While there is no explicit mention of Mary’s heart in the Old Testament, many fathers of the Church pointed to the Song of Songs and noted that there are two references to heart that stick out. In Sgs 5:2, we hear the Bride say, “I was sleeping, but my heart was awake. The sound of my lover knocking!,” and later, in 8:6, she says “Set me as a seal upon your heart.” Some fathers have said that “my heart was awake” refers to how Mary contemplated divine things in her heart, whereas the second, “Set me as a seal,” refers to how Christ so marked the Virgin’s heart through charity and faith, that she was sealed in her contemplation and her heart was made to resemble her Beloved’s Son. Indeed, “as Christ is the perfect image of the Father, so Mary is humanity’s best image of the Son, and since internally and externally no created soul has so perfectly resembled the Source of all Grace, we are not surprised to see in the commentaries of the Fathers on the [Song of Songs] the vestiges of the devotion to that Heart which pre-eminently loved Christ, and which in charity resembled His divine Heart most closely.”
Both of these elements re-occur in the New Testament as well. Luke mentions Mary’s heart explicitly twice, one time of which we heard in today’s Gospel, Mary “kept all these things in her heart.” This would be in keeping with Mary’s profound and constant contemplation of the divine mysteries. We can also think of Calvary, where, as Christ was pierced with the lance, Mary was pierced with the sword of sorrow.
Because of this intimate connection, Saint John Eudes would write that “Jesus lives in [Mary’s] soul and body. . . . His Heart abides in her Heart, His soul in her soul. . . . His virtues, mysteries, and divine attributes are living in her Heart.” This sharing comes from the profound connection between the two hearts, our second point.
As one author describes it, “the basic spiritual bond between these Hearts is, of course, the bond of love. The love of Christ for men includes naturally, in the first place, His Blessed Mother; and Mary’s love for God of necessity includes the Second Person of the Blessed Trinity, her divine Son. . . . It is because of the nature of Mary’s love, and because of what constitutes her sanctity, that we can say the devotion to the Immaculate Heart is the synthesis of all Marian doctrine and devotion. The love of Mary as the foundation and root of all her virtues and the motivating force which prompted every action of her life, and her sanctity as the underlying foundation of all her gifts and privileges, are the connecting link between her Immaculate Heart and all Marian doctrine.” Mary’s love for her Son is the source of all the graces and blessings she has.

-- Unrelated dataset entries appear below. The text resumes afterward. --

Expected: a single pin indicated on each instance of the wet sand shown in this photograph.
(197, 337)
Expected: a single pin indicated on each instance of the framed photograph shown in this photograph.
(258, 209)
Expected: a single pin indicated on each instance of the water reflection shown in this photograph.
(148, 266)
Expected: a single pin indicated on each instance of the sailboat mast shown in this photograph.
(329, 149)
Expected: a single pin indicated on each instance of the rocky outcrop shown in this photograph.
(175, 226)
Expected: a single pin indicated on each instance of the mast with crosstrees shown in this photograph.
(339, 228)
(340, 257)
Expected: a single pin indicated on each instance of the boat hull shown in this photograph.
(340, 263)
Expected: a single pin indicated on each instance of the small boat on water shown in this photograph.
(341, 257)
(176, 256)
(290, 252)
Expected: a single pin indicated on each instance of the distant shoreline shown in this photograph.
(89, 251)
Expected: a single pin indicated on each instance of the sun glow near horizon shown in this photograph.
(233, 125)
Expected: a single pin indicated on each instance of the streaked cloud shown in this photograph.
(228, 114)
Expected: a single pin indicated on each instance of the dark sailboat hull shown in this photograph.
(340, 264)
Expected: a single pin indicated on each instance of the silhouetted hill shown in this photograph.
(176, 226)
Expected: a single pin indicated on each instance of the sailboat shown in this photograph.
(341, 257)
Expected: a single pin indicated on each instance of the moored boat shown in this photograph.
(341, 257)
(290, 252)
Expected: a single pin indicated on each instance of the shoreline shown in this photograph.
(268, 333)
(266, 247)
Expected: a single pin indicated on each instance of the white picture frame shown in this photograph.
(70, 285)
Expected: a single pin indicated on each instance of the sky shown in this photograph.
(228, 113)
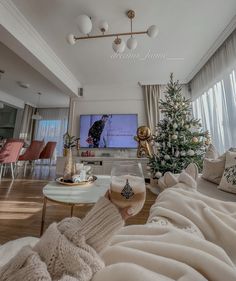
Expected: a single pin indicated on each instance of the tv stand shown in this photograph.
(101, 165)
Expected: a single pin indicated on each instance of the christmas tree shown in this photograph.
(179, 139)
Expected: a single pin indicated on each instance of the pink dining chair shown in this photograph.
(9, 154)
(32, 153)
(47, 152)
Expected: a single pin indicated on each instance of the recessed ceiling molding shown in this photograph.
(220, 40)
(33, 49)
(11, 100)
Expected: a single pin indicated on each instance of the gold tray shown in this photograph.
(61, 181)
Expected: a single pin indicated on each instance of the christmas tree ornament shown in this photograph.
(190, 152)
(208, 142)
(144, 139)
(175, 125)
(158, 175)
(167, 157)
(177, 153)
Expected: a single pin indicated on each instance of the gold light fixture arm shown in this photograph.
(110, 35)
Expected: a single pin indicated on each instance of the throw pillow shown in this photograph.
(228, 181)
(213, 169)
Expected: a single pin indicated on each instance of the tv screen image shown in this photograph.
(108, 131)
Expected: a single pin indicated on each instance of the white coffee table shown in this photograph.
(73, 195)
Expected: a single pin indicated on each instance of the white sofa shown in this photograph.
(210, 189)
(9, 249)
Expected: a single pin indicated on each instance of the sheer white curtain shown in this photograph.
(52, 126)
(151, 102)
(214, 95)
(217, 110)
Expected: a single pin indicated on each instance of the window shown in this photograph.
(52, 130)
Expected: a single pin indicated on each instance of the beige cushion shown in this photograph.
(228, 181)
(213, 169)
(211, 152)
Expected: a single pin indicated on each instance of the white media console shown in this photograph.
(101, 165)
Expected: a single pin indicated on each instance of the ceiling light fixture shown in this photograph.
(85, 26)
(36, 115)
(23, 85)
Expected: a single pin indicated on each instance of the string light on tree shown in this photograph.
(180, 139)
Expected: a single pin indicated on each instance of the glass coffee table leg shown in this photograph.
(43, 215)
(72, 210)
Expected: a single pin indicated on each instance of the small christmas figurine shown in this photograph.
(144, 139)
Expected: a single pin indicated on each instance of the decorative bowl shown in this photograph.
(87, 182)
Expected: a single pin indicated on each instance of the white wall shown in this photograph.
(109, 99)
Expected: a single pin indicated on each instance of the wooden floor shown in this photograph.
(21, 205)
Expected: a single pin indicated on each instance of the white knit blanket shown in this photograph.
(188, 237)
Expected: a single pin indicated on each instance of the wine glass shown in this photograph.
(127, 187)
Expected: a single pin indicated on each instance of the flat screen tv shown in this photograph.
(108, 131)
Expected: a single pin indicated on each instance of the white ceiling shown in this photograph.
(188, 28)
(17, 70)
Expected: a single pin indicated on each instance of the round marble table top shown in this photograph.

For us, then, this memorial is an excellent reminder that all of the graces we need flow from Christ through Mary. Mary’s heart was completely human; it was completely pure, and wholly given to God. How well do our hearts resemble hers? Is Christ the seal upon our hearts? Let us ask our Blessed Mother, through her Immaculate Heart, to grant us the grace to love Christ as she did.